Le ministère en charge du travail avec la Direction générale du travail (DGT) a en charge la politique publique nationale de prévention sur les lieux de travail, assisté d’un organe consultatif : le COCT (cf. supra) auparavant dénommé le Conseil supérieur de la prévention des risques professionnels. La DGT prépare, anime et coordonne la politique du travail afin d’améliorer les relations collectives et individuelles et les conditions de travail dans les entreprises ainsi que la qualité et l’effectivité du droit qui les régit. Elle exerce son autorité sur les services déconcentrés de l’État en région : les Directions régionales des entreprises, de la concurrence et de la consommation, du travail et de l’emploi (Direccte, au nombre de 23) et les Unités territoriales (ex-DDTEFP) au niveau départemental.

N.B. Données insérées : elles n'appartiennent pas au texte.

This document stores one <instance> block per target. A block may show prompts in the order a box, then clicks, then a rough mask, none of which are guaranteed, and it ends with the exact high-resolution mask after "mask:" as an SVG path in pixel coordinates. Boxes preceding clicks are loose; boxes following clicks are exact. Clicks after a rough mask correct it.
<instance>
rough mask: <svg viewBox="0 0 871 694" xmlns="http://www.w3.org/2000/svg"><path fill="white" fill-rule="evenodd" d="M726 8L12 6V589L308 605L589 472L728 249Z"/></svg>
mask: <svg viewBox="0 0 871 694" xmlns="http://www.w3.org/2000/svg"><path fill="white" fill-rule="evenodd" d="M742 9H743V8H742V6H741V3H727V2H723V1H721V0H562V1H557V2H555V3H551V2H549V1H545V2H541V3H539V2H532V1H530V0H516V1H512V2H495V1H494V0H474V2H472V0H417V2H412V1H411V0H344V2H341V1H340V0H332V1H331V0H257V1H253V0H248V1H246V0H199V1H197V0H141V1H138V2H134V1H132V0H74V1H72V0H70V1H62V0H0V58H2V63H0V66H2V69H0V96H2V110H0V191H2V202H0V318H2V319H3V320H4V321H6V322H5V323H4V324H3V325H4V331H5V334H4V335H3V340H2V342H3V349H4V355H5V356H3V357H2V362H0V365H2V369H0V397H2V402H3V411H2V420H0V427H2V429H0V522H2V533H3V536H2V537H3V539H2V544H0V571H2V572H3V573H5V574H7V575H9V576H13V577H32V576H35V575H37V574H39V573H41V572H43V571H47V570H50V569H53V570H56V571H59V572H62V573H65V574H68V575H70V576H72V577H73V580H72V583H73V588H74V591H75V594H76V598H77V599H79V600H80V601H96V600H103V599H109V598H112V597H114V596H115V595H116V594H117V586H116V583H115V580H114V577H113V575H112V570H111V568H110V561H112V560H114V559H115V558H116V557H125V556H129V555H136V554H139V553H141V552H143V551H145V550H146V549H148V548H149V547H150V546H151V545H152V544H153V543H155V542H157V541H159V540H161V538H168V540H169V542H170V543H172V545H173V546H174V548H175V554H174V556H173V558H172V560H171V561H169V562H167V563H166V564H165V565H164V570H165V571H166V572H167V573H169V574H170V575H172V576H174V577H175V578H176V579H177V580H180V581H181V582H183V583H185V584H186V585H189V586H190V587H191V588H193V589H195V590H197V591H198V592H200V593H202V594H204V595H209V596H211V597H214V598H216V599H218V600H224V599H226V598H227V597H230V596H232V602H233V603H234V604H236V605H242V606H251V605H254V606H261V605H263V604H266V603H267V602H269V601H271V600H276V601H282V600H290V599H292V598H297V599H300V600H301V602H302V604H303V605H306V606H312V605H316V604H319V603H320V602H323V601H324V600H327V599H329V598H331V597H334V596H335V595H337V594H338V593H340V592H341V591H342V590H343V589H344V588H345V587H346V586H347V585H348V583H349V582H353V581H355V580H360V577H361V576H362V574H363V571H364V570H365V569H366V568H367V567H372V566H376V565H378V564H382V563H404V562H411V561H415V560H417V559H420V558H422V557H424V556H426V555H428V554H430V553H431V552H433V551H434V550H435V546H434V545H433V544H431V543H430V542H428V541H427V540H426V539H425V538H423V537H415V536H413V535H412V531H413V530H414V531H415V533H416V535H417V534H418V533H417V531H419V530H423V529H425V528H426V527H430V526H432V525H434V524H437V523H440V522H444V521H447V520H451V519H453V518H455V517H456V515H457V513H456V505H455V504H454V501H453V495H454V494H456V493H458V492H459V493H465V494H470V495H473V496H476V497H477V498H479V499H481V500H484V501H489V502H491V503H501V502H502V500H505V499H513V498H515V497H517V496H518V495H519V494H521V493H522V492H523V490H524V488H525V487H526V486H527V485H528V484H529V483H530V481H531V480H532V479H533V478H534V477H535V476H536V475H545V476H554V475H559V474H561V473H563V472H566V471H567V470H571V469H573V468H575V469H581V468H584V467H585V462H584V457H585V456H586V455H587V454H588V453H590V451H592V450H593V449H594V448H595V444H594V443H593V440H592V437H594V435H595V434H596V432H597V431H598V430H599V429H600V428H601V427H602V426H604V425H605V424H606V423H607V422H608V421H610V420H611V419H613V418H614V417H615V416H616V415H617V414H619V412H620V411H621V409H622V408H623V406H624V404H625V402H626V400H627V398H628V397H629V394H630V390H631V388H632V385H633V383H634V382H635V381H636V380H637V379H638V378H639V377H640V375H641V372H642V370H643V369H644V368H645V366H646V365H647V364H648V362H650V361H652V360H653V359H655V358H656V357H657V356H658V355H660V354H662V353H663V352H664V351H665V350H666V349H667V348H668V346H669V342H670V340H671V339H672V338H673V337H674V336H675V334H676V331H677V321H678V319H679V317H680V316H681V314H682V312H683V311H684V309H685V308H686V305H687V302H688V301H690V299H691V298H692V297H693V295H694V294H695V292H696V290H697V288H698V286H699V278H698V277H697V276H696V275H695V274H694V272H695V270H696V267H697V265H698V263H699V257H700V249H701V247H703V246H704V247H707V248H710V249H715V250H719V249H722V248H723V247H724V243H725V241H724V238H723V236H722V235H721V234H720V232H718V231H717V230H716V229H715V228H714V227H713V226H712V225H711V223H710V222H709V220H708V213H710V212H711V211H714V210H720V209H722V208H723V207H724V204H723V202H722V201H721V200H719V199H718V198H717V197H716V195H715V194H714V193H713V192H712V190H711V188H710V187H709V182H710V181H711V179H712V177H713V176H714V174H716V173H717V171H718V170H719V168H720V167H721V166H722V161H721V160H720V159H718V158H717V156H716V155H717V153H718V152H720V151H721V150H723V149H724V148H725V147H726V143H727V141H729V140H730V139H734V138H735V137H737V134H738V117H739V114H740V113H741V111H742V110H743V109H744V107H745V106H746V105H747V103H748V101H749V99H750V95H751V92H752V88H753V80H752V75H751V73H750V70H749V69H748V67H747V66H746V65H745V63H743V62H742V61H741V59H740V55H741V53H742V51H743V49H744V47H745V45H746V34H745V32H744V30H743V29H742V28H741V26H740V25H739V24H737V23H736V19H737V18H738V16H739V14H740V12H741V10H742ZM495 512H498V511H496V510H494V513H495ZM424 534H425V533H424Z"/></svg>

Les Direccte, avec le concours des médecins inspecteurs du travail et des inspecteurs du travail, exercent un contrôle sur les Services de santé au travail (SST) inter entreprises ou autonomes des différents régimes de sécurité sociale (régime général et agricole), des différentes fonctions publiques (d’État, hospitalière ou territoriale), ainsi que sur l’activité des médecins du travail et des autres professionnels de ces services dont les intervenants en prévention des risques professionnels (IPRP), acteurs de ce qu’on appelle la « pluridisciplinarité » en médecine du travail.
D’autres organismes participent à la prévention des risques professionnels :
• l’Agence nationale pour l’amélioration des conditions de travail (Anact), établissement public dont le Conseil d’administration réunit des représentants de l’État, des travailleurs et employeurs et des personnes qualifiées, organisé avec 24 antennes régionales (Aract) chargées du développement de méthodes novatrices de changement technique, organisationnel et social pour l’amélioration des conditions de travail ;
• l’Organisme professionnel de prévention du bâtiment et des travaux publics (OPPBTP).